Here's the point - true visionary experience is meant to be shared. Art is one way, ceremony or ritual is another. To be given true vision, which is archetypal, collective, and exists on multiple layers of meaning, and then deny it's value, is an enormous waste. So here I am this morning (and I just noticed a single shining transparent spider thread stretching from my window pane to some infinite point into the air..........well, I've been feeling lately that these gifts I need to share, communicate. A blog is a good place to start; maybe someday I can produce a few paintings as well.

PATTERNS

This occurred in 1989. I was driving on an interstate in Virginia heading north. I became very tired, and pulled off the road. Almost immediately, I fell into a half-sleeping, half-trance state.

My little red Toyota pick up began to fly! It seemed as if it could fly not only through distance but perhaps through time as well. I looked down and I was over a green landscape, green and misty. Below I saw patterns of dolmens laid out in a spiral. There were lines of people who were coming up a hill toward that spiral pattern, reverently, as if in a ceremonial procession.
Then I was in a Southwestern landscape. I found myself contemplating petroglyphs on a cliff - spirals, figures, circles, layers of petroglyphs that receded into the rock face. And then I was flying over Los Angeles! I saw freeways making vast, snakelike patterns across the land, culminating in a figure eight infinity sign. What this means to me is that the living Earth, Gaia, speaks through the land, and through us, across the ages - even now, unseen, ever present.

And then I opened my eyes to a soft Virginia morning. In the "Song of Medusa" (with the voice of my character "Sibyl") I described that vision, from the imaginary perspective of a Neolithic shaman):

"I do not know the meaning of such a vision; perhaps it belongs to some distant past or a future beyond imagining. But I do believe this: the Song of Her purposes is written upon the land in all places, and in all times."

THE SONG OF MEDUSA, Lauren Raine & Duncan Eagleson


WHITE TARA

This vision came with help from a teacher of mine, Jewel. Jewel is a true shaman, who lives on her land which she has developed as a teaching center, THE SOURCE, in Shutesbury, Massachusetts. When I met Jewell I was living in Brattleboro, Vermont. I was divorcing from my former husband, Duncan, and was full of the grief, anger, and remorse that comes with the ending of a marriage.

I went to see Jewell for an energy healing. When she put me on her table, she said prayers before she began.

I slipped into a trance state - it seemed as if I was watching short clips from movies, without any sound. I saw African men drumming around a fire, then the body of an emaciated black woman lying on a bed, a ceremonial room of some kind with thousands of orange marigolds, a white man, balding and heavyset with glasses, and many more.

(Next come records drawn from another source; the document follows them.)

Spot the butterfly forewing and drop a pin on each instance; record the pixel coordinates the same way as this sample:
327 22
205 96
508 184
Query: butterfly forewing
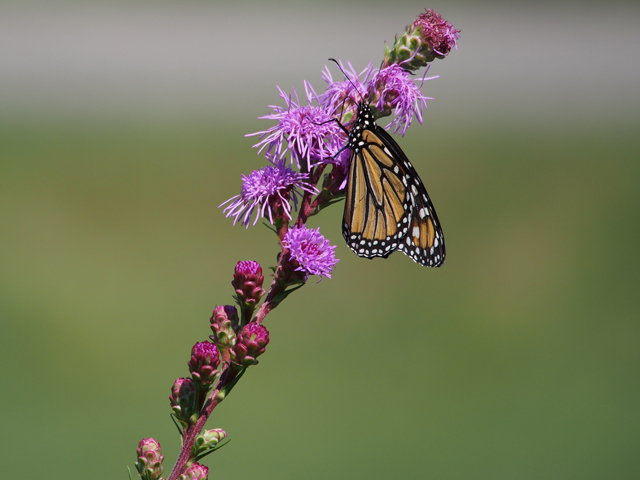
387 206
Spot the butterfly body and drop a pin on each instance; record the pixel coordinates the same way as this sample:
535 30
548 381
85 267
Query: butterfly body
387 207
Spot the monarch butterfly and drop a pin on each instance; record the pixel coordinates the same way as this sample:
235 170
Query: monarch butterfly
387 207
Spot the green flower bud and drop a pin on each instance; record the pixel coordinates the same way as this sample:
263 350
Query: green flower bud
207 441
426 39
184 402
195 472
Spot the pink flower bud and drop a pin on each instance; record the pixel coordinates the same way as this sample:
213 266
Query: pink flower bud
204 363
252 342
149 464
247 282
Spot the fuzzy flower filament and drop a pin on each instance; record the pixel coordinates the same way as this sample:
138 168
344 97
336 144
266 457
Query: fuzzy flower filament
309 132
267 193
311 250
393 90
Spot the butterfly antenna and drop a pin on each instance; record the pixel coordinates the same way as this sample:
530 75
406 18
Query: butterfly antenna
347 77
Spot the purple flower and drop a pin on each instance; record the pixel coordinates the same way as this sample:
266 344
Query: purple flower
309 131
344 96
204 362
312 252
437 32
393 89
277 183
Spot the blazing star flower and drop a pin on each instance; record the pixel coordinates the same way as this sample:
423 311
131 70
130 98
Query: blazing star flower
344 96
309 131
437 32
275 182
314 254
393 89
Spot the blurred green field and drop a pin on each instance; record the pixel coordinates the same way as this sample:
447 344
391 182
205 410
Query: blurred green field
518 359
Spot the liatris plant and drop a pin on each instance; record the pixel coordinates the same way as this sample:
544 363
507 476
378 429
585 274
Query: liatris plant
313 137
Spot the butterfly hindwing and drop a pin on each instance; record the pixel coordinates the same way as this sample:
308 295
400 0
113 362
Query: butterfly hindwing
387 206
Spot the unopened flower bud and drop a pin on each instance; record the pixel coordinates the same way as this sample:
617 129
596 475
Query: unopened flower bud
207 441
149 464
204 363
247 282
195 472
183 401
252 342
426 39
224 323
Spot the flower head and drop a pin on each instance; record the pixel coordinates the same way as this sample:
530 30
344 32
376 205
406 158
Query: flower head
183 401
312 252
393 89
207 441
223 324
437 32
252 342
426 39
266 190
309 131
149 464
341 98
195 472
204 363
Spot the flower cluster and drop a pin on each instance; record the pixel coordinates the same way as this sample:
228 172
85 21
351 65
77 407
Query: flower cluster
315 135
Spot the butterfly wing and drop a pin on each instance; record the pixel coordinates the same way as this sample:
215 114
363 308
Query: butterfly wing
387 206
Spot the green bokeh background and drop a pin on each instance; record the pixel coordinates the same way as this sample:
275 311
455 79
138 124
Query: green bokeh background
518 359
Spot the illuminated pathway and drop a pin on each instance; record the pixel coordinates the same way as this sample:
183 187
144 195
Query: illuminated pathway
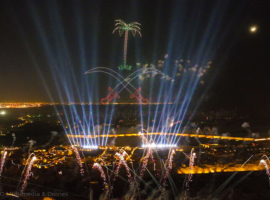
175 134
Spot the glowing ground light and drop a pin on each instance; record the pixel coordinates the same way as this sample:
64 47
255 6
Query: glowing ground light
122 161
162 146
79 160
263 162
189 176
3 159
168 169
28 174
253 29
90 147
102 174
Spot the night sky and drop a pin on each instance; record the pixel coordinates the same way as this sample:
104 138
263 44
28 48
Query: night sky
46 46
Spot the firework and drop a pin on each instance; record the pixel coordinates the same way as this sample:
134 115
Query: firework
28 173
189 176
79 160
14 139
263 162
149 154
102 174
3 159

At some point, I felt I was pulled backward, given some distance, so that these "movie clips" became like a patchwork quilt, all occurring at once. I remember thinking how beautiful they were from that perspective.

Suddenly, a Great Being arrived. I cannot actually describe that presence, because there was no form - she was composed of light. The only identification I felt I could make was that she was female. She didn't speak to me, only radiated the most intense compassion I have ever felt. She also radiated a profound sense of humor! It was as if she was saying, "Look Lauren, take a good look at this. It's going to be alright. You'll meet again. Don't take on so."

I shall never forget the power of that radiant being. I later learned that Jewell begins her sessions with prayers to the Goddess Tara. And to me, that was the Goddess White Tara; which is why I have prayed to her and tried to honor her with my masks ever since. And,come to think of it. I've been very fortunate in that way!